A trial court that failed to consider the factors in Family Code sections 2030 and 2032 erroneously issued an attorney fee order in a custody matter, and made an error of law in issuing a second order in the same proceeding that reduced appellate costs that already were owed to a pro se litigant (In re Alan S.(2009) 172 CA4th 238, 91 CR3d 241);
A nonparent seeking to obtain custody of a child lacks standing to initiate or be joined in a custody proceeding under the Uniform Parentage Act (Scott v.
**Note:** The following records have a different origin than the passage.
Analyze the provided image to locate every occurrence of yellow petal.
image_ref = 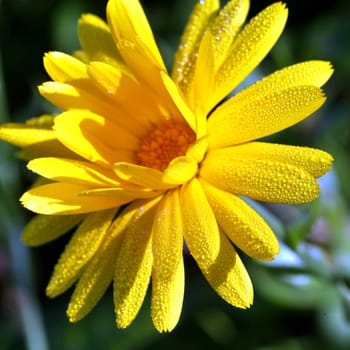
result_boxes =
[44,51,88,83]
[88,62,163,130]
[230,61,333,109]
[67,205,138,322]
[79,14,122,65]
[216,142,333,177]
[161,72,197,131]
[46,209,116,298]
[151,190,185,332]
[107,0,166,70]
[210,0,249,68]
[54,110,136,166]
[186,137,208,163]
[212,2,288,105]
[190,32,215,127]
[200,148,319,204]
[20,183,134,215]
[114,198,160,328]
[180,179,220,265]
[0,123,56,147]
[208,86,326,148]
[27,158,120,187]
[78,184,160,199]
[0,115,78,160]
[172,0,220,93]
[22,215,84,247]
[201,180,279,261]
[195,234,253,309]
[163,156,198,185]
[38,81,120,121]
[113,162,173,190]
[110,39,181,120]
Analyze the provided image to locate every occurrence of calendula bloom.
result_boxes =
[0,0,332,331]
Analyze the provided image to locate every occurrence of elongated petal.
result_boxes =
[196,234,253,309]
[20,183,134,215]
[210,0,249,68]
[190,32,215,124]
[27,158,120,187]
[88,62,162,129]
[107,0,165,70]
[213,2,288,105]
[172,0,220,93]
[46,209,116,298]
[38,81,120,120]
[54,110,136,166]
[0,119,78,159]
[79,14,122,65]
[186,137,208,163]
[22,215,84,247]
[151,190,185,332]
[208,86,326,148]
[229,61,333,109]
[114,198,160,328]
[163,156,198,185]
[216,142,333,177]
[201,180,279,261]
[0,123,56,147]
[44,51,88,83]
[67,205,138,322]
[161,73,197,131]
[180,179,220,265]
[200,151,319,204]
[113,162,173,190]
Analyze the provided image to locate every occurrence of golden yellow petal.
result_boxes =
[79,14,122,65]
[151,190,185,332]
[113,162,174,190]
[20,183,134,215]
[212,2,288,105]
[0,123,56,147]
[200,148,319,204]
[180,179,220,265]
[88,62,163,130]
[171,0,220,93]
[114,198,160,328]
[27,158,120,187]
[216,142,333,177]
[195,234,253,309]
[22,215,84,247]
[107,0,166,70]
[210,0,249,68]
[67,205,138,322]
[38,81,120,120]
[201,180,279,261]
[118,39,182,120]
[230,61,333,109]
[0,115,78,160]
[54,110,137,167]
[46,209,116,298]
[163,156,198,185]
[186,137,208,163]
[161,72,197,131]
[188,32,215,127]
[44,51,88,83]
[208,86,326,149]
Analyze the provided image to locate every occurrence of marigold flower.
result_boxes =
[0,0,332,331]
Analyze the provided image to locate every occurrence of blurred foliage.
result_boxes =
[0,0,350,350]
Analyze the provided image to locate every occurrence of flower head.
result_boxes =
[0,0,332,331]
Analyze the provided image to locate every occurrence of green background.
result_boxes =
[0,0,350,350]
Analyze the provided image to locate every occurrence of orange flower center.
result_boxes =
[137,122,196,171]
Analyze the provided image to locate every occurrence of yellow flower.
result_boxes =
[0,0,332,331]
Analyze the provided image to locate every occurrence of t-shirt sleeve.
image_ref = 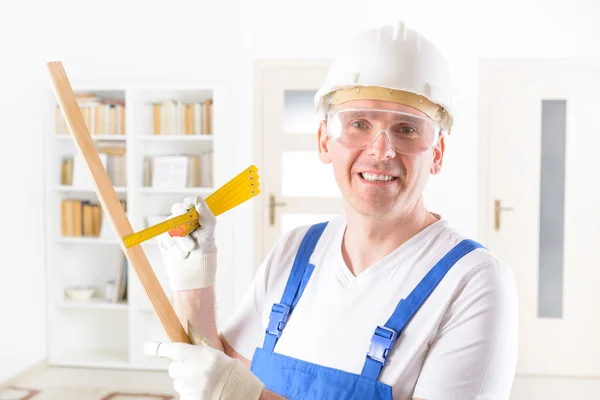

Superior Court (2009) 171 CA4th 540, 89 CR3d 843);
A California court that initially awarded sole legal and physical custody of a 5 month old child to his father acquired exclusive and continuing custody jurisdiction under the Uniform Child Custody Jurisdiction and Enforcement Act (UCCJEA), and did not lose jurisdiction despite the child’s and parents’ residence in Pakistan and the parents’ various actions and litigation in Pakistan and California over a 6 year period (Marriage of Nurie (2009) 176 CA4th 478, 98 CR3d 200);
In a dispute between two parents having joint legal custody over where their child would attend school, the court is not required to apply a “strict scrutiny” constitutional analysis (Enrique M. v Angelina V. (2009) 174 CA4th 1148, 94 CR3d 883;
A custody order issued as part of a domestic violence proceeding is not a “final judicial custody determination,” and therefore a parent who seeks modification of that order need not show “changed circumstances,” but rather what is in the child’s best interest based on all the circumstances (Keith R. V. Superior Court (2009) 174 CA4th 1047, 96 CR3d 298);
Although it is improper to impute income formerly earned to a supporting party absent evidence demonstrating the party could still earn it, evidence of present earning capacity in present employment creates no basis to ignore those earnings (Marraige of Berger (2009) 170 CA4th 1070, 88 CR3d 766);
A disabled support obligor who provides proof of eligibility for or receipt of Social Security Disability Income payments is exempt from levy under Family Code sections 17450-17460 (Marriage of Hopkins (2009) 173 CA4th 281, 92 CR3d 570);
A post-separation agreement regarding the distribution of community property is void and unenforceable unless it is in writing or made by oral stipulation in open court (Marriage of Dellaria & Blickman-Dellaria (2009) 172 CA4th 196, 90 CR3d 802);
“Disturbing the Peace,” as used in Family Code section 6320, may include accessing, reading, and publicly disclosing a person’s confidential e-mails; allegations of physical violence are not required to support an application for a restraining order under the Domestic Violence Prevention Act (Marriage of Nadkarni (2009) 173 CA4th 1483, 93 CR3d 723);
A trial court may not reduce spousal support on the ground that the supported spouse has become eligible to access, without penalty, his or her share of retirement accounts that were awarded to that spouse in a marital dissolution (Marriage of Dietz (2009) 176 CA4th 387, 97 CR3d 616).
There are many more cases that were decided and I will add them at a later date.